Motivation: in the theory of fusion categories one is interested in "d-numbers": an algebraic number $\alpha$ is a d-number if for any Galois conjugate $\beta$ of $\alpha$ the ratio $\frac{\alpha}{\beta}$ is a unit. Let us look at d-numbers contained in the number field $K$. It is clear that d-numbers form a group under multiplication; this group contains two obvious subgroups: units and rational numbers. An exact sequence $1\to U\to K^\times\to K^\times/U \to 1$ and Hilbert theorem 90 show that the quotient of d-numbers in $K$ by the units and rational numbers is precisely $H^1(G,U)$.

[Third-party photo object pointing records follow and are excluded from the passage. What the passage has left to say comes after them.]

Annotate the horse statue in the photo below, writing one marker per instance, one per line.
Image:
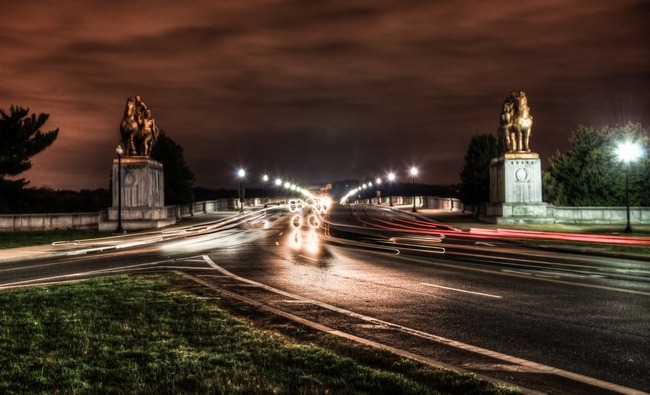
(516, 124)
(138, 128)
(129, 127)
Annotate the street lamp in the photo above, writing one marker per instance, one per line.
(414, 172)
(391, 178)
(120, 151)
(265, 179)
(378, 191)
(627, 152)
(241, 173)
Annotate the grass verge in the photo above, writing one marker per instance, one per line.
(27, 239)
(165, 334)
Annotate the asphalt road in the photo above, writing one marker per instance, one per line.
(549, 321)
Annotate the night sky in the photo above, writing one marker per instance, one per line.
(317, 91)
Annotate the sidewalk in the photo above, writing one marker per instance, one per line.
(467, 221)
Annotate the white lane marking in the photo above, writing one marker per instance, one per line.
(526, 365)
(310, 258)
(462, 290)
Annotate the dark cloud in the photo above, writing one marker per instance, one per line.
(318, 91)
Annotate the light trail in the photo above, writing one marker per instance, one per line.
(462, 290)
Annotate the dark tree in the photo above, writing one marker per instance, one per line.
(20, 139)
(475, 176)
(590, 174)
(179, 179)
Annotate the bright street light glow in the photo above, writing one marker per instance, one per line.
(628, 151)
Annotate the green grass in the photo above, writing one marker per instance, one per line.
(26, 239)
(163, 334)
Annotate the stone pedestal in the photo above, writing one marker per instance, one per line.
(516, 190)
(143, 195)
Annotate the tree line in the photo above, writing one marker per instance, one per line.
(588, 173)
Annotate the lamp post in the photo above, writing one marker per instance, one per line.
(378, 191)
(265, 179)
(414, 172)
(120, 151)
(627, 152)
(391, 178)
(241, 173)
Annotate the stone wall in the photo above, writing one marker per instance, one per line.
(39, 222)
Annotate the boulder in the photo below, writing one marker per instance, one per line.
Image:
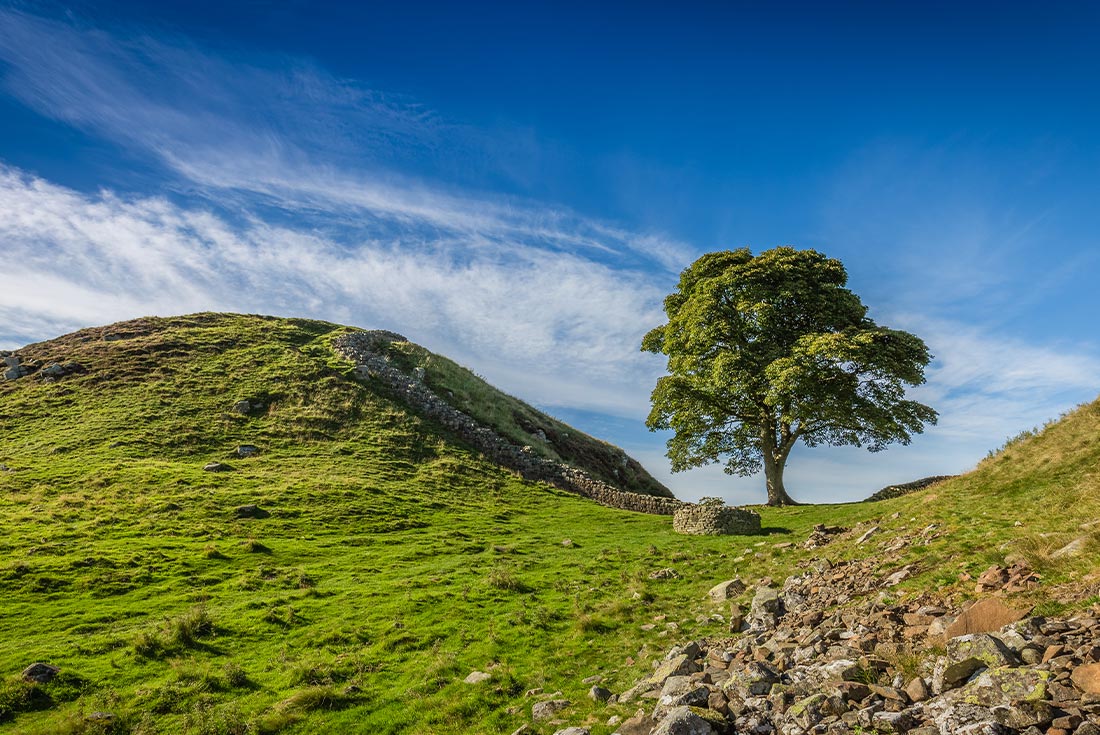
(983, 616)
(663, 574)
(250, 512)
(756, 679)
(726, 590)
(40, 672)
(680, 691)
(597, 693)
(1087, 678)
(1071, 549)
(682, 721)
(967, 655)
(767, 609)
(548, 709)
(677, 666)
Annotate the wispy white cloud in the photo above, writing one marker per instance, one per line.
(286, 134)
(298, 211)
(75, 260)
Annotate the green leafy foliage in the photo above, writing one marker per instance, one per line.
(399, 560)
(768, 350)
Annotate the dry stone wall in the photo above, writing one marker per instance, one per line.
(361, 348)
(905, 489)
(715, 520)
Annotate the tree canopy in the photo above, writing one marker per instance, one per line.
(768, 350)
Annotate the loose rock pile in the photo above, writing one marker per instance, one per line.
(828, 653)
(14, 369)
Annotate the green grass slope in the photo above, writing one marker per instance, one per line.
(394, 560)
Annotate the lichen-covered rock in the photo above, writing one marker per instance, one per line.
(767, 607)
(683, 721)
(548, 709)
(727, 590)
(41, 672)
(756, 679)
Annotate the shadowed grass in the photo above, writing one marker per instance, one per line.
(395, 560)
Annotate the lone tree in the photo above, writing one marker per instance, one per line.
(767, 350)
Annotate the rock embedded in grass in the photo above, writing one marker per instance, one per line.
(250, 512)
(727, 590)
(41, 672)
(548, 709)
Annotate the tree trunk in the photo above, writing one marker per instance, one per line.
(773, 475)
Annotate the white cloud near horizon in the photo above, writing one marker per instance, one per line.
(279, 197)
(76, 260)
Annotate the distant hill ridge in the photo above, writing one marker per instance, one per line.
(372, 353)
(509, 431)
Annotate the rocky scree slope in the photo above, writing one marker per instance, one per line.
(829, 650)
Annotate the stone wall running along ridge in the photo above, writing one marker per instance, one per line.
(706, 519)
(361, 348)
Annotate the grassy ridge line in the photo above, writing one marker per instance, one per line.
(519, 423)
(394, 562)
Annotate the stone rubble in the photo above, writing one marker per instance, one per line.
(828, 651)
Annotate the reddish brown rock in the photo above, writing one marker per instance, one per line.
(1087, 678)
(987, 615)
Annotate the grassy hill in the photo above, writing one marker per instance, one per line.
(392, 560)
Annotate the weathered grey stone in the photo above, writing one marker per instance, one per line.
(988, 649)
(767, 607)
(597, 693)
(677, 666)
(682, 721)
(41, 672)
(680, 691)
(251, 512)
(755, 679)
(724, 591)
(715, 520)
(1073, 548)
(548, 709)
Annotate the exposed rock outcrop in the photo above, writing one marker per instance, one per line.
(362, 347)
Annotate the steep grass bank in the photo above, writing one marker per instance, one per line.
(394, 561)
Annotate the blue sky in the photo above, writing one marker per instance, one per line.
(518, 185)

In the theory of fusion categories one is mainly concerned with the case when $K/Q$ is abelian and totally real. Using the properties of Herbrand quotient one shows that if $K/Q$ is cyclic (and real) of degree $n$ then the order of $H^1(G,U)$ is $n$ if $K$ contains a unit of norm $-1$ (this is always the case if $n$ is odd) and $2n$ otherwise. I suspect that group $H^1(G,U)$ is cyclic or direct sum of two cyclics in these cases but I don't see how to prove this. I don't know how to extend this computation to more general extensions (say, to biquadratic).

Finally, the computation of norm of a d-number gives a map from $H^1(G,U)$ to positive rationals modulo $|G|-$th powers. What can be said about image of this map? This seems to be nontrivial even for quadratic fields not containing a unit of negative norm.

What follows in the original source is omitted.